Before take-off, pilots have to file a Flight Plan with Air Traffic Control explaining what they are going to. For example, Take off will be at 13:00. I will climb to 13,000 feet on a bearing of 42 degrees at a speed of 300 mph. I will maintain that heading for 7 minutes, then climb to 15,000 feet on a bearing of 50 degrees at a speed of 400 mph, and so on. That way, other planes know to stay out of that bit of sky. Thing is, 90% of the time, the plane isn’t on the flight plan. It might be off by 50 feet, or off course by a degree or two, but – most of the time – it still gets to its destination, why is that? (The pilot makes course corrections along the way).

The Chinese word for "Crisis" (weiji) is comprised of two ideograms, one for ”danger” and one for ”opportunity”. Difficult thoughts and feelings are an alarm call providing us with the opportunity to get back on the right course.

Just like a pilot, regularly checking our instruments (our internal experiences) allows us to make the course corrections necessary to get where we want to be.

What Now?

Knowing that we're drifting off course is one thing, being able to come back on course is another. Like the pilot, the sooner we are aware that we need to make course corrections, the easier they will be.

It’s a good idea to check in with how you are feeling at least three times a day, getting in touch with your feelings, reactions and “inner voice”, when you get up in the morning, half way through the day and at the end of the day about half an hour before going to bed.

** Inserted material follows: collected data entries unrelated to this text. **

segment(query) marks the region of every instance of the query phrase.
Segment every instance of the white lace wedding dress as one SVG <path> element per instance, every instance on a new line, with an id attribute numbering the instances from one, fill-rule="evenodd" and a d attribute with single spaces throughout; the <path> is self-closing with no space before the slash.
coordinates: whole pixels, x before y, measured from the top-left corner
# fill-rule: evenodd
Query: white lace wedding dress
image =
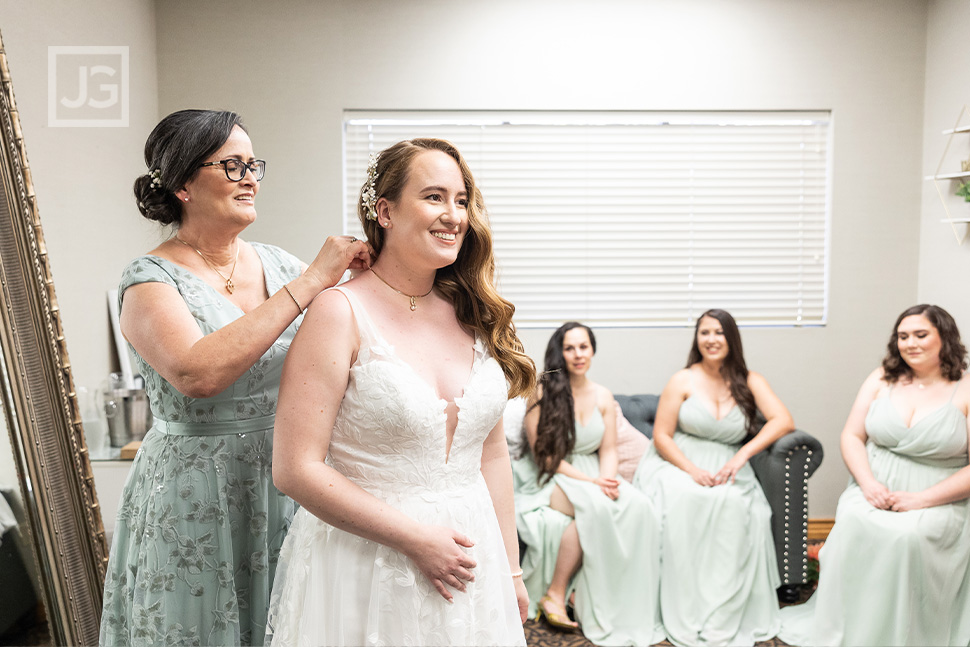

In my next blog, we will explore some helpful strategies for coming back on course (and staying there!). For now, I'm going to leave you with some questions about what you think good self-care looks like.

Think of someone you know who you would say has good self-care

- How do they interact with people?

- How do they manage their workload?

- How do they act when they are busy/stressed?

- How do they tackle problems?

- Is there anything else you notice about them?